Three men indicted for conspiracy to mail 3,000 pills of oxycodone from California to Ohio
Three men were indicted for their roles in a conspiracy to distribute nearly 3,000 pills of Oxycodone, said Steven M. Dettelbach, United States Attorney for the Northern District of Ohio.
Indicted are: Myron D. Black, age 44, of Mansfield, Ohio; Chauncey L. Ransom, age 49, of Inglewood, California, and Victor A. Hageman, age 45, of Euclid, Ohio.
“Prescription pill abuse is a major problem in Ohio,” Dettelbach said. “Whether it is a doctor selling prescriptions or people using the mail to ship pills across the country, we are committed to stopping the flow of illegal drugs.”
Ransom obtained a total of 2,989 pills (30 mg each) of Oxycodone, a Schedule II controlled substance, in California and mailed them to Black, Hageman and other in Ohio via the United States Postal Service Express Mail, according to the indictment.
Ransom often packaged the pills in video movie disc covers, plastic bubble mailing envelopes and other packaging to conceal the contents, according to the indictment.
Black and Hageman made arrangements with other individuals to receive the package from Ransom in return for money, usually $200, according to the indictment.
The conspiracy took place between at least August 2012 through April 2013, with Ransom mailing packages to addresses in Lakewood, Seven Hills, Akron and Mansfield containing shipments of between 200 and 600 pills, according to the indictment.
The indictment results from an investigation conducted by the United States Postal Inspection Service, in Cleveland, with the assistance of Metro-Richland County (Ohio) Enforcement Unit, and the Akron, Police Department, as well as the United States Postal Inspection Service, in Los Angeles, and the Los Angeles Police Department. The case is being prosecuted by Assistant United States Attorney Christian H. Stickan.

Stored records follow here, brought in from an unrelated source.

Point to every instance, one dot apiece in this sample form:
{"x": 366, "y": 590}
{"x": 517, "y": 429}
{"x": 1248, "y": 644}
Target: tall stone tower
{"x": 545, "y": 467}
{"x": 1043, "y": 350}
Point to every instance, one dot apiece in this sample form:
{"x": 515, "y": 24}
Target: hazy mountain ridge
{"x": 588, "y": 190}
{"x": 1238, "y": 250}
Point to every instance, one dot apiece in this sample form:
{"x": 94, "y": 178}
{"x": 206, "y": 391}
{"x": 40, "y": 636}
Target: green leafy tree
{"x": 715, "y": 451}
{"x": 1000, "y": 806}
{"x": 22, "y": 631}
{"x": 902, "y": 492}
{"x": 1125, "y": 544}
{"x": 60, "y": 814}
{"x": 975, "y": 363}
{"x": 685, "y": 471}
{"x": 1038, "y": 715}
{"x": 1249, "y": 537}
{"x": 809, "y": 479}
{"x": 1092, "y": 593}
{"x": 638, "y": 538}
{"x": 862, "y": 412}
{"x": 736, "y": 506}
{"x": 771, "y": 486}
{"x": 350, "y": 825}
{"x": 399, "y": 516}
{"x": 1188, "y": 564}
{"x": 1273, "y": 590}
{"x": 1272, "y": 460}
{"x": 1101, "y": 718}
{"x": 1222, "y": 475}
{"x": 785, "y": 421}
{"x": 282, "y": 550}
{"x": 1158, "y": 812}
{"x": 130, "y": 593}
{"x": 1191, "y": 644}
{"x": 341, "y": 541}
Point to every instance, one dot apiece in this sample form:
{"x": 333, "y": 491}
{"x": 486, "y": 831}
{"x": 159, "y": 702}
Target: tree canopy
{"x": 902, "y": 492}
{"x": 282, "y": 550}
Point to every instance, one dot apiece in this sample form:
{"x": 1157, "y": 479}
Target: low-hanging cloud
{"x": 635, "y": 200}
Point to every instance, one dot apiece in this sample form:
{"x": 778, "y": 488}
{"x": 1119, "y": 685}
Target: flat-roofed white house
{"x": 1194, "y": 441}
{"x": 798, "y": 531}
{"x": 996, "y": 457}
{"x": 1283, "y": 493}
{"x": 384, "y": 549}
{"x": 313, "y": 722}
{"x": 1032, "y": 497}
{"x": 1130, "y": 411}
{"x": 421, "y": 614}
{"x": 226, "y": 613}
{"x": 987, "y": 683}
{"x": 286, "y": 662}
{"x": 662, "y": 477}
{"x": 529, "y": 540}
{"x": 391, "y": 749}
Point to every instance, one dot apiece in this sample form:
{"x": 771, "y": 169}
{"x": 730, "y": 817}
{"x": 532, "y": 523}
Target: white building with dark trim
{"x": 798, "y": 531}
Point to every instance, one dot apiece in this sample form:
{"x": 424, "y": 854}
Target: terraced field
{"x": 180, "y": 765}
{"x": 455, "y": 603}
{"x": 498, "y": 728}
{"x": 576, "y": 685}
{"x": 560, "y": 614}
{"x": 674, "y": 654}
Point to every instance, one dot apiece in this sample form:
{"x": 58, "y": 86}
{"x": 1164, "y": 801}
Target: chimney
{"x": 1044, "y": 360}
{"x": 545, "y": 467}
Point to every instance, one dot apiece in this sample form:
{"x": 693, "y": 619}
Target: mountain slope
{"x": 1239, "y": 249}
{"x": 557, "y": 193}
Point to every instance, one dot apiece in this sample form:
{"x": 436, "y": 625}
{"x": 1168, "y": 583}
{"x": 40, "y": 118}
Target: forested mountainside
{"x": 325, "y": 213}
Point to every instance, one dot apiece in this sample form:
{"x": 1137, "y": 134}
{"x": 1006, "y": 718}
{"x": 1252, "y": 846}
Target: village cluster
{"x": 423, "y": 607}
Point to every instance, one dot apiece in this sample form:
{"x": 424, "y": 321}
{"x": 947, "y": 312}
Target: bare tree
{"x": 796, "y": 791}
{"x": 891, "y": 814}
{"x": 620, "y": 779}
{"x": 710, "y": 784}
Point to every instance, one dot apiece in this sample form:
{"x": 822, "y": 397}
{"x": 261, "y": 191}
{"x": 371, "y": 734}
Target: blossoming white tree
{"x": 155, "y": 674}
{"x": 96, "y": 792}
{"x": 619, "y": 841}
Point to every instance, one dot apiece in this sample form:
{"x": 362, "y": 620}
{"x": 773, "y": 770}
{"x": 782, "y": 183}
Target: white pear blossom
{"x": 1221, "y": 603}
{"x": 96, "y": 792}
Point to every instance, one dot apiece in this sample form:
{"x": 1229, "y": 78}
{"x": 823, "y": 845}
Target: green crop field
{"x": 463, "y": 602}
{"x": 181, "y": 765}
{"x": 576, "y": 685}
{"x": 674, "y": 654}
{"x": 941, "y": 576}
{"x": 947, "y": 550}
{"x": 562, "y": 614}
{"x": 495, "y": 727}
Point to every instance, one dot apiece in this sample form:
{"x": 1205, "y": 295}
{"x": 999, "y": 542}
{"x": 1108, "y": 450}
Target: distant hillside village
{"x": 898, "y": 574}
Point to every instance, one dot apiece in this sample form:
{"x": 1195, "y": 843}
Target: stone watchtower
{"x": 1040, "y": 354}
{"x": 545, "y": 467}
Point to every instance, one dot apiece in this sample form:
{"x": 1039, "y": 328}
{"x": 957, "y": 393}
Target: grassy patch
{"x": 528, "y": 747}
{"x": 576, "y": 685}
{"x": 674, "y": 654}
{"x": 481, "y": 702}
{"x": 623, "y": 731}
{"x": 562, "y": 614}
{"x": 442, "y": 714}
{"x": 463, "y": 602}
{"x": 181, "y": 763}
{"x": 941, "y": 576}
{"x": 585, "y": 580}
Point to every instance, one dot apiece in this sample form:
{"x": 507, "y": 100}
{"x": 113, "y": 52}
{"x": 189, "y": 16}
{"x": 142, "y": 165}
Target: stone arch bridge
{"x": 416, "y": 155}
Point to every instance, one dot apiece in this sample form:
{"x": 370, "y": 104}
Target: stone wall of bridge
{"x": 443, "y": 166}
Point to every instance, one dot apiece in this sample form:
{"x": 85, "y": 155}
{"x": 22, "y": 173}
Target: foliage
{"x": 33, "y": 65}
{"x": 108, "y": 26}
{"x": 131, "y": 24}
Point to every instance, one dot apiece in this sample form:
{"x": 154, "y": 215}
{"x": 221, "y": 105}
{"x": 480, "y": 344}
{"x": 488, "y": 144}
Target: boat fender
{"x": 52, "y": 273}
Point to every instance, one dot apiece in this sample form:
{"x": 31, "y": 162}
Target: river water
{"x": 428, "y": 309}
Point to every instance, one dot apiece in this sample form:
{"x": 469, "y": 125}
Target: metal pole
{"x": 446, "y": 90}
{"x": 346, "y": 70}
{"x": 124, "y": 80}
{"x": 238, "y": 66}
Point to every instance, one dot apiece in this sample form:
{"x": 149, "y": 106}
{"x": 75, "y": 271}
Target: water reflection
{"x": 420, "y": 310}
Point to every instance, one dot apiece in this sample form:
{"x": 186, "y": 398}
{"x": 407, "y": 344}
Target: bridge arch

If convicted, the defendant's sentence will be determined by the court after review of factors unique to this case, including the defendant's prior criminal record, if any, the defendant's role in the offense and the characteristics of the violation. In all cases, the sentence will not exceed the statutory maximum and in most cases it will be less than the maximum.
An indictment is only a charge and is not evidence of guilt. A defendant is entitled to a fair trial in which it will be the government's burden to prove guilt beyond a reasonable doubt.